Donald Trump, lui, en tout cas, présente ce texte comme un rêve devenu réalité. [Nathan Posner - AFP]

Après des mois de pression sur le Danemark et de déclarations sur le Groenland, Donald Trump revendique une première avancée dans ce dossier. Un accord doit renforcer la présence militaire américaine sur l’île arctique et, selon Washington, garantir durablement le contrôle des États-Unis sur sa sécurité.

Il en avait fait une obsession. Donald Trump tient depuis vendredi sa première victoire dans le dossier du Groenland. C’est en tout cas ainsi que le président des États-Unis décrit son accord avec le Danemark sur un renforcement des moyens militaires américains sur le territoire arctique. Le texte sera signé par les deux pays en marge de l’Assemblée générale des Nations unies, prévue à New York la semaine prochaine. Concrètement, que contient cet accord ?

Un contrôle "permanent"

Selon Donald Trump, il donnerait aux États-Unis un contrôle "permanent" sur la sécurité du Groenland. Le mot qu’il faut retenir est bien "permanent", car depuis 1951, un accord de défense donnait déjà presque carte blanche aux Américains pour déployer leurs unités sur le territoire.

Mais avec ce texte, la Maison Blanche assure que ce contrôle militaire aura désormais une durée infinie et, surtout, qu’il restera en vigueur même si le Groenland devient un pays complètement indépendant. Une sorte de verrouillage des accords déjà existants.
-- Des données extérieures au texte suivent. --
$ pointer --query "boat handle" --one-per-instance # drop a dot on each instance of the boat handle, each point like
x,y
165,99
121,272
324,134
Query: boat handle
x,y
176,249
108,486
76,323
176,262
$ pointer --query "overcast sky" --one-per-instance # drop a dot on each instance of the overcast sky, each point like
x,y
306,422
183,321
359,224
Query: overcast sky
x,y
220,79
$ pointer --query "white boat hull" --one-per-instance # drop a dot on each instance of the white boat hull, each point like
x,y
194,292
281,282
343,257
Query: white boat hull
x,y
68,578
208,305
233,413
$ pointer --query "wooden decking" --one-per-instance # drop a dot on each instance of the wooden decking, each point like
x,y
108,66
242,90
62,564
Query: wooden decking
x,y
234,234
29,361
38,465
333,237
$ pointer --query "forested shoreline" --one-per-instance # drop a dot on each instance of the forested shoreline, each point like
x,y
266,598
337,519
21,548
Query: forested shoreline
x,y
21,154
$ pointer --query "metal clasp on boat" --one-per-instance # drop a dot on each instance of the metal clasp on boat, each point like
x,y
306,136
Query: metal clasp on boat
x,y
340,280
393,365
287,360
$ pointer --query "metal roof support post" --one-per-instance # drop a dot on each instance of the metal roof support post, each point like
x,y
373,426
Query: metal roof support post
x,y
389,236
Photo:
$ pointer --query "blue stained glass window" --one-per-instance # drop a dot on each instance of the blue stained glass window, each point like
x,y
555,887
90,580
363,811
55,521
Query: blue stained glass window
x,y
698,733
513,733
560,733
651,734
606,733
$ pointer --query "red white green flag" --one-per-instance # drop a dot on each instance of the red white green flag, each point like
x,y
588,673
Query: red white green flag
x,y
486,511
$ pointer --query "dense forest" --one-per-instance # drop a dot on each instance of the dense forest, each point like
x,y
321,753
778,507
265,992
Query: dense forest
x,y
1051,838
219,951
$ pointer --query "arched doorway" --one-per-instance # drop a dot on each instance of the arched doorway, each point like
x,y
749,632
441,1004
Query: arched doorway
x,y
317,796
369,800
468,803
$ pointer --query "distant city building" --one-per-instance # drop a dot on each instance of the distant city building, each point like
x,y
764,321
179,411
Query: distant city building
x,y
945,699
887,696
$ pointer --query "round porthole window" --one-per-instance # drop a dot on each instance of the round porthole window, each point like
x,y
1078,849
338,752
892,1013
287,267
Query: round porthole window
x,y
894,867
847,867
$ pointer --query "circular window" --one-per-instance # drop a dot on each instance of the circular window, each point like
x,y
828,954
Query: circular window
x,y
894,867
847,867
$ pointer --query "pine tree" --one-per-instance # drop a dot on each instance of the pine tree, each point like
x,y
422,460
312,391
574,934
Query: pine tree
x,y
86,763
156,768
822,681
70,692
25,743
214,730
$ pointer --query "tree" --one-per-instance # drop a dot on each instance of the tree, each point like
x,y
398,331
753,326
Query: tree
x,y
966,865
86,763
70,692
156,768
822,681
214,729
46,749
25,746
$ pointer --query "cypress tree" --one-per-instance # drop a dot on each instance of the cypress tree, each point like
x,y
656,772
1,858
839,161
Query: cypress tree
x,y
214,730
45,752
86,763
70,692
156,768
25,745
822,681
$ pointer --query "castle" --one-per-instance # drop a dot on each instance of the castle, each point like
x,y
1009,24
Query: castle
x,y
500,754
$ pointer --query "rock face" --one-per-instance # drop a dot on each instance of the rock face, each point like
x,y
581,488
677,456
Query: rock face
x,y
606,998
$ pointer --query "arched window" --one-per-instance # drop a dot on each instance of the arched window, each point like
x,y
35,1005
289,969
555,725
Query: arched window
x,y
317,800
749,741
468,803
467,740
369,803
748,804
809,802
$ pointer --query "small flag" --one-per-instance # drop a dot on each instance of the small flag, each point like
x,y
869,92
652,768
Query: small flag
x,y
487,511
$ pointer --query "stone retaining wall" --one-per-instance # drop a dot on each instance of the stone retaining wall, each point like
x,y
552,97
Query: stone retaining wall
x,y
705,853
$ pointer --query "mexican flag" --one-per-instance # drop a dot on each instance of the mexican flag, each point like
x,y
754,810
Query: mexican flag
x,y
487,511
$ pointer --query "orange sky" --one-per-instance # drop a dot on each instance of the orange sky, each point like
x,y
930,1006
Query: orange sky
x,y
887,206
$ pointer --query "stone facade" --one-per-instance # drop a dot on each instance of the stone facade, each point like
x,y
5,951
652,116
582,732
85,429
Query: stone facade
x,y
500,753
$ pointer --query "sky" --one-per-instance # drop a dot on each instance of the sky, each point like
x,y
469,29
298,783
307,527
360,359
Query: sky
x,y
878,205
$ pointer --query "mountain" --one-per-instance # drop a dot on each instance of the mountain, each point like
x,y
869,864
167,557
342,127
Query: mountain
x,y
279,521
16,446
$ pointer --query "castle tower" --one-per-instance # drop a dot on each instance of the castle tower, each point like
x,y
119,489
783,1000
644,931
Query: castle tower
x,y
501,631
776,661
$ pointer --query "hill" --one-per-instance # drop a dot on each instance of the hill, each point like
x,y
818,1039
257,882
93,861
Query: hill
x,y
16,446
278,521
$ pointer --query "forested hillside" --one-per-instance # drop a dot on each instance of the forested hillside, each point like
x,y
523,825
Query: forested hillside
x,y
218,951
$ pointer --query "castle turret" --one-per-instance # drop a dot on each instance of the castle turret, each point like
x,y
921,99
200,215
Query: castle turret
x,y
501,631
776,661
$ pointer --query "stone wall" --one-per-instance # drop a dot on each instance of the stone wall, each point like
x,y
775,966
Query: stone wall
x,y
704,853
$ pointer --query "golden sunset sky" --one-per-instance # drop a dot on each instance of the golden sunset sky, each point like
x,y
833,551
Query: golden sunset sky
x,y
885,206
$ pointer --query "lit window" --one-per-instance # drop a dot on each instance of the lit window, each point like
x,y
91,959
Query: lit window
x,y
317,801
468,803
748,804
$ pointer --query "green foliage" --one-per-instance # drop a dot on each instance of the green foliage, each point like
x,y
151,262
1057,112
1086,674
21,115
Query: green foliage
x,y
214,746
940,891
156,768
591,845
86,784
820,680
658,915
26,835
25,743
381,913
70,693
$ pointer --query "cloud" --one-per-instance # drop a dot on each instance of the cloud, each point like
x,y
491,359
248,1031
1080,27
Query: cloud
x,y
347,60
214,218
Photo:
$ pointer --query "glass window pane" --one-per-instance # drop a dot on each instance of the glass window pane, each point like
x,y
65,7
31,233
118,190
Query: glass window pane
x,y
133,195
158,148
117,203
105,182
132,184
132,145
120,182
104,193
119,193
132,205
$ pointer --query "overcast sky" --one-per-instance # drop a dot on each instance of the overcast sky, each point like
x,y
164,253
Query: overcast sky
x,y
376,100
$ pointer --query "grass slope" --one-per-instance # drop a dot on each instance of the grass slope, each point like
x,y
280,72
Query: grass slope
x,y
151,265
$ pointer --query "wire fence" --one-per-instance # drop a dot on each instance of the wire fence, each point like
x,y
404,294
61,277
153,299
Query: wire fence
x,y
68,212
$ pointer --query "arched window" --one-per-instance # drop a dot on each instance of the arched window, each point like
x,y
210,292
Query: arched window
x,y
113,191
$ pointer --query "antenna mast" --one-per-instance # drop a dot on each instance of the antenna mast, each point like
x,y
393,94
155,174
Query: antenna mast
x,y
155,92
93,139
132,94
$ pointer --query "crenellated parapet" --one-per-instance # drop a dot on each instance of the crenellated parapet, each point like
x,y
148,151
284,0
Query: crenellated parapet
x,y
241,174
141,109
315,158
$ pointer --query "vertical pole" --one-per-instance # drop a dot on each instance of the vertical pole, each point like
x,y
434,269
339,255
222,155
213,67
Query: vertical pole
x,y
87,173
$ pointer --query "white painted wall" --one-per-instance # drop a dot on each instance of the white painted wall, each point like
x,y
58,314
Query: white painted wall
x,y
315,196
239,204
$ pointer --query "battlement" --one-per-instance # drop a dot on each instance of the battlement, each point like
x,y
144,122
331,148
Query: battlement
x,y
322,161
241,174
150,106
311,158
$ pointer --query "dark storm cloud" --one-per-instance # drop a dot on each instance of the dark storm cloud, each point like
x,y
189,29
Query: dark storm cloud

La Chine et la Russie dans le viseur

Mais pas seulement, car avec ce texte, Donald Trump s’en prend aussi indirectement à la Chine et à la Russie, comme l’explique Jean-Éric Branaa, spécialiste des États-Unis. "Il y a une partie qui empêcherait que les étrangers puissent installer des bases au Groenland, mis à part s’ils sont de l’OTAN. Et donc, d’après Donald Trump, ce serait un moyen d’empêcher des bases chinoises ou russes de s’installer", précise-t-il.

Rien, cependant, ne démontre un quelconque intérêt imminent de Pékin ou de Moscou concernant le Groenland. Donald Trump, lui, en tout cas, présente ce texte comme un rêve devenu réalité. Lui qui, il y a quelques mois encore, jurait de vouloir rattacher purement et simplement le Groenland aux États-Unis.